The theme of the conference is “El querer es poder,” or “If there is a will, then there is a way.” Riopelle says one important message they’re hoping to convey is the importance of staying united in these uncertain and tumultuous times, in politics, in culture, in society.
“A lot of the students are dealing with the same things, the same stresses,” she says. “We’re trying to unite all of us and talk about what we can do going forward.”
Keynote speakers at the conference include Jonathan Cohn, a senior national correspondent at The Huffington Post, who writes about politics and policy with a focus on social welfare, Virginia Bishop, MD, MPH, an assistant professor of preventive medicine at the Feinberg School of Medicine at Northwestern University, and Stritch alum Jonathan Moreira (MD ’09), an assistant professor of medicine (hematology and oncology), also at Northwestern.
Workshop topics include caring for undocumented patients, roadmap to becoming a Latinx physician, alternative medicine, addressing health disparities, a residency panel, and more. Students will also have the chance to network with members of the National Hispanic Medical Association and the Medical Organization for Latino Advancement.
Both Castellanos and Riopelle’s journeys to medicine and to Stritch started in California, their home state. Elizabeth grew up in Los Angeles and Lexi in San Francisco, and they swapped cities for their undergraduate education. But their motivations for becoming physicians differ.
Riopelle grew up in a family with deep roots in medicine. Her dad is a doctor; her mom a nurse practitioner. Many of her uncles are physicians. She volunteered at clinics throughout her undergraduate career. Going to medical school almost seemed like a foregone conclusion after being surrounded by health care her whole life.

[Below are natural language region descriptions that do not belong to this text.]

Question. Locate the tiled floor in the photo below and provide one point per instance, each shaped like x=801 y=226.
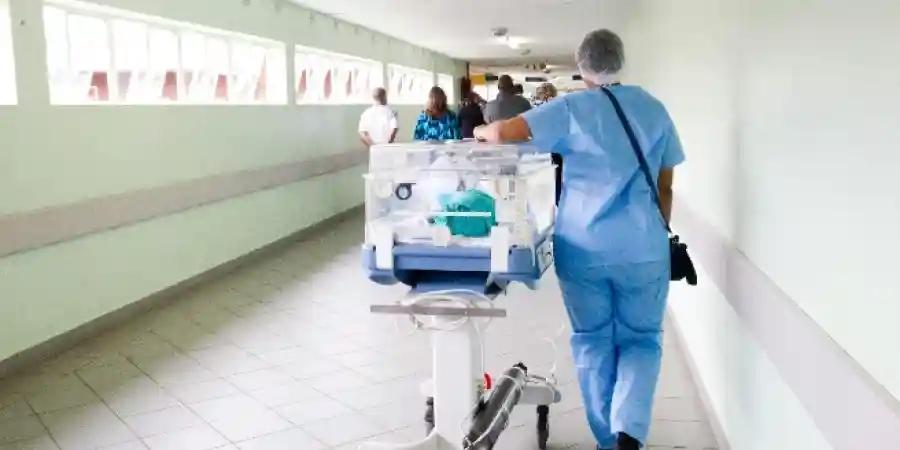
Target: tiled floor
x=283 y=354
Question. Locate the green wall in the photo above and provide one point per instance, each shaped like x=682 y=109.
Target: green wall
x=55 y=155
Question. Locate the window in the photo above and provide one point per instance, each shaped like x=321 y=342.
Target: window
x=409 y=86
x=330 y=78
x=448 y=84
x=7 y=66
x=99 y=55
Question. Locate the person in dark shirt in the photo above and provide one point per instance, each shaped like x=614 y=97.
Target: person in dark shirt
x=507 y=104
x=470 y=114
x=437 y=122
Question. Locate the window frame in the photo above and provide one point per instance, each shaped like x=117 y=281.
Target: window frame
x=418 y=75
x=272 y=49
x=336 y=62
x=448 y=82
x=9 y=95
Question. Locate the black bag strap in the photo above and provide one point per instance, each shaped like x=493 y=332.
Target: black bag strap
x=636 y=146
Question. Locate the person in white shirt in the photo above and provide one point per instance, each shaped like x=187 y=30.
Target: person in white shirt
x=378 y=123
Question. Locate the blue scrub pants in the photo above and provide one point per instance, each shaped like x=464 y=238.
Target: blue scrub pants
x=616 y=313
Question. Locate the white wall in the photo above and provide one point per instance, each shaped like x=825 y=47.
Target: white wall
x=788 y=115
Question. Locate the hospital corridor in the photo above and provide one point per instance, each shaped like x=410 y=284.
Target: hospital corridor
x=449 y=225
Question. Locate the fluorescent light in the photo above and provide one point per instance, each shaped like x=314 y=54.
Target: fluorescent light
x=513 y=42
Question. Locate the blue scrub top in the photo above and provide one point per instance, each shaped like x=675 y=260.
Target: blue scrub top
x=607 y=214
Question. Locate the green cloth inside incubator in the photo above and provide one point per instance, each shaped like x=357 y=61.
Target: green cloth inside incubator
x=472 y=200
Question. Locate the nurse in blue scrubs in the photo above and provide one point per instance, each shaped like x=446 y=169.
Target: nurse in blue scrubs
x=611 y=243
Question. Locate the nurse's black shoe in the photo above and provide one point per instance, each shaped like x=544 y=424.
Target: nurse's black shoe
x=626 y=442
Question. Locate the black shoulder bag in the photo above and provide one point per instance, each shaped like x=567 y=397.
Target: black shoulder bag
x=682 y=266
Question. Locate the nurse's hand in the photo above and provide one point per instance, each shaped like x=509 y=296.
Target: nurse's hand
x=480 y=133
x=512 y=130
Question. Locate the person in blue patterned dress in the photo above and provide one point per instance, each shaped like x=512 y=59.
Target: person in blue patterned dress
x=437 y=122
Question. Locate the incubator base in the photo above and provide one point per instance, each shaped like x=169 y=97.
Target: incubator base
x=458 y=389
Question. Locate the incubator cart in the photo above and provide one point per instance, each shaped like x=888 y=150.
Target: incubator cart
x=457 y=222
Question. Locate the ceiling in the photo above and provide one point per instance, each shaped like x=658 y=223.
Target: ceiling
x=550 y=29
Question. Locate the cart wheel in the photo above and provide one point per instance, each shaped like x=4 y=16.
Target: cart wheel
x=429 y=415
x=543 y=427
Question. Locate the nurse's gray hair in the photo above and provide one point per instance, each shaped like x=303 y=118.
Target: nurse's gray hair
x=600 y=55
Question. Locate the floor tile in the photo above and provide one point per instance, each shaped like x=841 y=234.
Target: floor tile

“I love the community environment, and how genuine everyone is and how willing people at Stritch were to help us with LMSA activities,” says Riopelle.
Castellanos didn’t know any doctors growing up. Her parents are immigrants from Mexico, she grew up with in-home remedies, with no health insurance, and translating for her parents at doctors’ offices. The expectation for her was to become a stay-at-home wife, but that wasn’t what she wanted for herself. She wanted to make it easier for people like her parents to get medical care, to break down that cultural barrier between immigrants and physicians.
“I feel like I stand for everything Loyola stands for,” Castellanos says. “I see myself working in undeserved, minority populations as a physician. It’s similar to what I grew up in, it’s what I know.”
At Stritch, they see their work with LMSA just as important as their time spent in lecture halls and labs. They know the importance of having mentors to help them achieve their eventual career goals, and how meaningful it can be to see someone with the same color skin in leadership roles.
They invited high school and undergraduate students to attend the conference in hopes that some of them may now see a future in health care not only as a possibility, but also an attainable goal.
“That’s a crucial age range in determining what your life is going to look like,” says Castellanos. “For us, we’ve made it here, it’s going to happen. Giving these students the opportunity to see people the same color as them, with similar backgrounds, it’s something really big. I think it’s something that both LMSA and Stritch stand for.”